Version-Release number of selected component (if applicable):
kernel-xen-devel-2.6.18-210.el5
xen-3.0.3-115.el5
xen-debuginfo-3.0.3-115.el5
xen-devel-3.0.3-115.el5
kernel-xen-2.6.18-210.el5
xen-libs-3.0.3-115.el5

RHEL 6 PV guest:
snapshot 10 (20100807.0)
kernel-2.6.32-59.1.el6.i386

How reproducible:
Not always but quite easy to reproduce

Steps to Reproduce:
1. Reboot the host to get fresh environment
2. Create a RHEL6 i386 PV guest with memory=1024 maxmem=2048
3. Try to dump core the PV guest via command xm dump-core
  
Actual results:
# xm dump-core vm1
Dumping core of domain: vm1 ...
Error: Failed to dump core: (1, 'Internal error', 'p2m_size < nr_pages -1 (0 < 3ffff')
Usage: xm dump-core [-L|--live] [-C|--crash] <Domain> [Filename]
 
Dump core for a specific domain.


Expected results:
Could dump core successfully

Additional info:
(1) Cannot reproduce this bug when set guest memory size as 512M
(2) RHEL6 x86_64 PV guest didn't hit this problem
(3) Other PV guest(RHEL5, RHEL4) didn't hit this problem
(4) When you do a dump core for a other PV guest and succeed, then you cannot reproduce this bug on the same host, unless you reboot the host and repeat Step1 to Step 3.
(4) xm dmesg is attached. xend.log is uploaded soon.

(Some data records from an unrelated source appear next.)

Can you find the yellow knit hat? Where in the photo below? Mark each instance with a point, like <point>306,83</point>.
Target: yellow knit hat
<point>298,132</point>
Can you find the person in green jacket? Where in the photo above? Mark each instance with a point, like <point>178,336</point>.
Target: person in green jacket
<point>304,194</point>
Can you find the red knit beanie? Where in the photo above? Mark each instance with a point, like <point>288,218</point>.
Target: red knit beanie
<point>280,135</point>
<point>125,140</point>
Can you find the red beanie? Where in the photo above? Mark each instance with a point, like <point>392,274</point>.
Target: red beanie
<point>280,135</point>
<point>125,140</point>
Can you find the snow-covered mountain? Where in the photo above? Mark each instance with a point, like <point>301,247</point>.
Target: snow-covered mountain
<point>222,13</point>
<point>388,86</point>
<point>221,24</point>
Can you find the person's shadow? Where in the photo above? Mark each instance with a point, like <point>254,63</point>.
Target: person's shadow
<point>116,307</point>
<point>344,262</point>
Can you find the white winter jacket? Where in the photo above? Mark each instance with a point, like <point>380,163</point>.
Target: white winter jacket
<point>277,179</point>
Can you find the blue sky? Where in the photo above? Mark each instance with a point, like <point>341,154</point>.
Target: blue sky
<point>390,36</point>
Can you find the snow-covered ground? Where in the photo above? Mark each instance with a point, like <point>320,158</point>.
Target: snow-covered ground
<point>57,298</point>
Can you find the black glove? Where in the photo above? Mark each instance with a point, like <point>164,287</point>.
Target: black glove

Comment 1 Yufang Zhang 2010-08-11 14:33:29 UTC
Created attachment 438204 [details]
xend.log

Comment 2 Yufang Zhang 2010-08-11 14:38:51 UTC
Add another additional info:
Cannot reproduce this bug with RHEL6 snapshot8(20100722.0) i386 PV guest .

Comment 3 Yufang Zhang 2010-08-12 02:10:17 UTC
Re-test this bug on a i386 host, didn't hit this problem.

Comment 4 Andrew Jones 2010-08-12 13:22:27 UTC
I can't reproduce this at all. I've tried matching everything described here (host versions HV/userspace, guest kernel version, memory config, etc.), rebooting before each try, but it always works for me.

Am I missing an ingredient to get it to reproduce? Are you still able to reproduce it every time? What about with later guest kernels like -63?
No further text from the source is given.